The path to the truth is not an easy one, especially in a society which believes a woman’s place to be in the home, not wandering the countryside looking for clues. But nothing will stop the sisters from discovering what happened to the vanished bride, even as they find their own lives are in great peril…
It is a brave writer who would take the Brontë sisters (and Bramwell) and base a detective, or as they would have it, detectorist, series around them. Fortunately for the reader, Bella Ellis has used her love for and knowledge of the Brontës to craft a mystery that while not as gothic as Wuthering Heights, The Tenant of Wildfell Hall or Jane Eyre, still has distinct echoes of the themes they contain and is peppered throughout with the author’s knowledge of the Brontë family.
In what is hopefully the first in a series, Ellis spends little time introducing us to her characters. What we learn of them we find out from the sisters conversations. This is the Brontës at the start of their writing journeys. Charlotte, heartbroken after a love affair abroad is the sisters natural leader; Emily is impulsive and carefree and Anne, quieter and more contemplative. All are concerned about their brother Bramwell, who believes himself to be in love with the wife of another and has taken to frequent drinking bouts to assuage his troubled soul.
The Brontë sisters had such short lives and yet penned so many treasures that have stood the test of time. The Vanished Bride begins with a prologue in which Charlotte, in 1851, is the sole surviving Brontë sister and is looking back on her life and her adventures with her sisters, contemplating their adventures and stories that she will never tell.
Ellis has cleverly woven small details of the Brontë’s lives and works into this novel so that many details ring bells in our minds as we are reading.
The mystery itself is satisfyingly Victorian – a mixture of the gothic and the penny dreadful with a good backbone of feminism. Elizabeth Chester, second wife to Robert Chester and mother to Archie as well as step mother to Francis, has gone missing from her home, Chester Grange, leaving no trace, except a large pool of blood in her bedroom and a slew of dark rumours about her marriage. She is the second wife to have gone in violent circumstances. Francis’ mother, Imogen leapt to her death from the ramparts of Chester Grange and her husband’s violent outbursts were widely rumoured to be the cause. Everyone fears the worst has happened to Elizabeth.

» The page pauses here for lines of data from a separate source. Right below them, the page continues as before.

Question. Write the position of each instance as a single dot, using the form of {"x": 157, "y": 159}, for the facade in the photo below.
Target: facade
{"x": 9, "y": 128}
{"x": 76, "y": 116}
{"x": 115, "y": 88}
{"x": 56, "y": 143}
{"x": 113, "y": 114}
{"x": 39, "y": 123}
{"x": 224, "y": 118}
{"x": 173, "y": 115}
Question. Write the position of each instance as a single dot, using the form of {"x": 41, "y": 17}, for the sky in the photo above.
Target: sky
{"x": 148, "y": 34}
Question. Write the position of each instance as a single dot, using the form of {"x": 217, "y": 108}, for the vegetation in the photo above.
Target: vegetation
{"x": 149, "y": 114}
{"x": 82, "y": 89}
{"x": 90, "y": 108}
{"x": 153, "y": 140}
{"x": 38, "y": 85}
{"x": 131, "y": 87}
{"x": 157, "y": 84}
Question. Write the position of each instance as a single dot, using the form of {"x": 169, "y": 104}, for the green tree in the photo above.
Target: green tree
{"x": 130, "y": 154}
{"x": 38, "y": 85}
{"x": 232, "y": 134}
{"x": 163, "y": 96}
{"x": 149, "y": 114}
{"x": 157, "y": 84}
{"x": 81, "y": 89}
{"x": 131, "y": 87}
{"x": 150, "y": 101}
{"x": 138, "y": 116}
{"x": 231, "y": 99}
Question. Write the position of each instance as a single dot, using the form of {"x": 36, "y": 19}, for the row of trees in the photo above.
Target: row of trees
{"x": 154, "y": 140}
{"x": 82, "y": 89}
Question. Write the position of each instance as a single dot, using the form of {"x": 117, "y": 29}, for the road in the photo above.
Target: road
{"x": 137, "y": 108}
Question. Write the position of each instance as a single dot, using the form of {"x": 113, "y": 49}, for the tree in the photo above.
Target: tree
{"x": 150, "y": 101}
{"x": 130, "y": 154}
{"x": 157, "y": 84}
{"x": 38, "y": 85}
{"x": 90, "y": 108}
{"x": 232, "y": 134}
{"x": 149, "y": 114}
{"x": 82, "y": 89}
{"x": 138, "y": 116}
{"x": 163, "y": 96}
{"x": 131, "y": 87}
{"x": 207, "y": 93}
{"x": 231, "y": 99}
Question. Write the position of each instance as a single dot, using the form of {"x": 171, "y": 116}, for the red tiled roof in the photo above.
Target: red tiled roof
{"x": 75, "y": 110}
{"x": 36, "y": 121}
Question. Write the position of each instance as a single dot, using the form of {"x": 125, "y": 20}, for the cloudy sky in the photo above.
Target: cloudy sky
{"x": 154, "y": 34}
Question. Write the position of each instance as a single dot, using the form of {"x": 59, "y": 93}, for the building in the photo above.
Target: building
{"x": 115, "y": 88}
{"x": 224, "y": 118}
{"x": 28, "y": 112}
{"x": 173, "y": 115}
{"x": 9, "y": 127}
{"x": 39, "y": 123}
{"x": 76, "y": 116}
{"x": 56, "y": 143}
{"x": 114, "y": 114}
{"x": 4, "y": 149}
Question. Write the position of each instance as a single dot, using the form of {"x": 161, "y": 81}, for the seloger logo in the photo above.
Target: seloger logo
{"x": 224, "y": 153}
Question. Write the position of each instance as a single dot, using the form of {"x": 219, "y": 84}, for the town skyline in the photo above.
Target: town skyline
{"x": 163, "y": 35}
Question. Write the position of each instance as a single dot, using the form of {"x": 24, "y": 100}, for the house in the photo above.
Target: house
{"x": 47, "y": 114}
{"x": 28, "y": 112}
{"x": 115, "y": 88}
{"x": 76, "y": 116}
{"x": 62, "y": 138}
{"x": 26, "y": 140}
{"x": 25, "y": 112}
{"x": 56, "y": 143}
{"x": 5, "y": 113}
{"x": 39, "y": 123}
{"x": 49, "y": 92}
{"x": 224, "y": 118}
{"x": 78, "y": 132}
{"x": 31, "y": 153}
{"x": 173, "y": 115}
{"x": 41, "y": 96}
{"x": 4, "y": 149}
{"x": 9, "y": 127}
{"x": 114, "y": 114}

The sisters are acquainted with the Chester’s governess, Mattie and decide to take it upon themselves to investigate. They set about examining evidence, interviewing witnesses and trying to read in between the lines to deduce what could have happened.
Ellis lays a nice trail of clues, false leads and unreliable evidence to create a satisfying mystery that is resolved only in the final chapters.
What makes this a really enjoyable read is the way that Ellis has penned the sisters’ characters, giving each her own slant on the case and following the path that their writing suggests their character might have followed. Thus Anne is the careful one, taking her time to sift through the facts and laying everything out neatly before her. Emily is blunt, impulsive and prone to jump to conclusions where Charlotte is the natural leader; the one who can empathise with those she is talking to, win their confidence and thus gain more information.
Bramwell is, in the main, more hindrance than help and their father’s short-sightedness extends beyond his vision as he fails to see what his daughters are truly capable of.
I loved the way that Ellis extends what we already know about the Brontë sisters – that they would challenge the conventional image of how Victorian women should behave – and takes it to the next level. For these three sisters, who grew up motherless, have already begun to realise they are capable of far more than the Victorian notion of womanhood allows, and their adventures see them pushing hard at the glass ceiling they were born under.
Verdict: I really enjoyed Bella Ellis’s Brontë sisters’ first mystery outing. A delicious concoction of the lightly gothic blended with a mysterious tale and a host of glorious literary references to keep the brain working as these intrepid women brook no obstacle in getting to the truth. Ellis has captured the essence of the Brontës here and that’s to be applauded.
Bella Ellis is the Brontë-esque pseudonym of Rowan Coleman, an acclaimed author of numerous novels for adults and children. She first visited the former home of the Brontë sisters when she was ten years old. From the moment she stepped over the threshold she was hooked, and embarked on a lifelong love affair with Charlotte, Emily, and Anne; their life; their literature; and their remarkable legacy.